Ratney, who was charges d’affaires in Jerusalem for several months last year prior to the arrival of current U.S. Ambassador Tom Nides, is considered one of the State Department’s most experienced Middle East diplomats. From 2012-2015, he served as consul general in Jerusalem dealing with Palestinian affairs, and in addition, was acting deputy assistant secretary for the Levant and Israel-Palestinian affairs. Following his time in Israel and the Palestinian Authority, Ratney was the U.S. special envoy for Syria from 2015-2017. He has also served as deputy chief of mission at the U.S. Embassy in Doha, and held diplomatic posts in Rabat, Beirut and Baghdad.
David Makovsky, director of the Koret Project on Arab-Israel Relations at The Washington Institute for Near East Policy, argued that Ratney’s nomination was a “great choice.”
“He is very bright and one of America’s veteran Middle East hands,” Makovsky noted. “Sending him now to Riyadh is a signal by the Biden administration. In a previous time, having served in Israel was even considered a taboo for being ambassador in Saudi Arabia, but that was then and this is now.”
Former U.S. Ambassador to Israel Dan Shapiro, who overlapped with Ratney in his role as consul general in Jerusalem, agreed that he was a great choice to represent U.S. interests in Saudi Arabia.
“It’s critical to have a U.S. ambassador in Riyadh to manage this important and complicated bilateral relationship,” Shapiro, who was recently appointed as a distinguished fellow in the Atlantic Council’s Middle East programs, told JI.
Shapiro added: “[Ratney] knows the Gulf well, and Israelis found him to be a good partner during his tour as charge d’affaires. He has a deep and sophisticated understanding of regional dynamics, including opportunities for expanding normalization and the Israeli-Palestinian issue.”
“Any deal to bring Saudi Arabia into the Abraham Accords, or to bring them and Israel closer to normalization, is going to be a multi-sided puzzle,” Shapiro stated. “Michael is who you want at the table trying to solve that puzzle.”

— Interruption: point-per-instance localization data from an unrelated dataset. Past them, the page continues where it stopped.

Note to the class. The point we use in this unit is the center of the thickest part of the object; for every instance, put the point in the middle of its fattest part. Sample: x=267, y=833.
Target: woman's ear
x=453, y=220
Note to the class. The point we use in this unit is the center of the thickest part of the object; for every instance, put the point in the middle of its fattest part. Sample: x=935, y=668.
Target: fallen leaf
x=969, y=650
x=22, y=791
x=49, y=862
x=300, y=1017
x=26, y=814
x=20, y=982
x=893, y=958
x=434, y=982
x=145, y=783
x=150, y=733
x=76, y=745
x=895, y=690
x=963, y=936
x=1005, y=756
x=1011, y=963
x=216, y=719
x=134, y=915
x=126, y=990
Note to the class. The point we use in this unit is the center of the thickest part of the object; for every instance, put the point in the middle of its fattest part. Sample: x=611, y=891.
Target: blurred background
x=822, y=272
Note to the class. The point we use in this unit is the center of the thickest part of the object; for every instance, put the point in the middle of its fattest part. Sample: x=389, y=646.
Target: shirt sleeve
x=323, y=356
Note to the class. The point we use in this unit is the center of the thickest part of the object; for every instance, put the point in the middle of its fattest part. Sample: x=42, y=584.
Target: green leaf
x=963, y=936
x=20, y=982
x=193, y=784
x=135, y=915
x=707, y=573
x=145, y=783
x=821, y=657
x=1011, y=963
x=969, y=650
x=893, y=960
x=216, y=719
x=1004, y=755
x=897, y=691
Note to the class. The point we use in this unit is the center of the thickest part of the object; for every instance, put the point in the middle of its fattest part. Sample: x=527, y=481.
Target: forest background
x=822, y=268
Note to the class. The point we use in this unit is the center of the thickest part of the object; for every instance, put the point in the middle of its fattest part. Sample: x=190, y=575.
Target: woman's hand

While Ratney’s nomination, which has yet to be approved by Congress, ends a 15-month diplomatic snub of Saudi Arabia by the United States, he will be the first U.S. ambassador in many years not to be a political appointee. That fact has led some to speculate that the move might not be viewed as favorably in Saudi Arabia, where only the highest-ranking officials are sent to represent the country in Washington.
“[Ratney] certainly knows Israel and the Palestinian issue and he might be able to help promote formal relations between Saudi Arabia and Israel,” said David Ottaway, a Middle East Fellow at the Wilson Center in Washington. “But I don’t think Ratney has an inside track to Biden, and the Saudis always want someone who has a pipeline right into the White House.”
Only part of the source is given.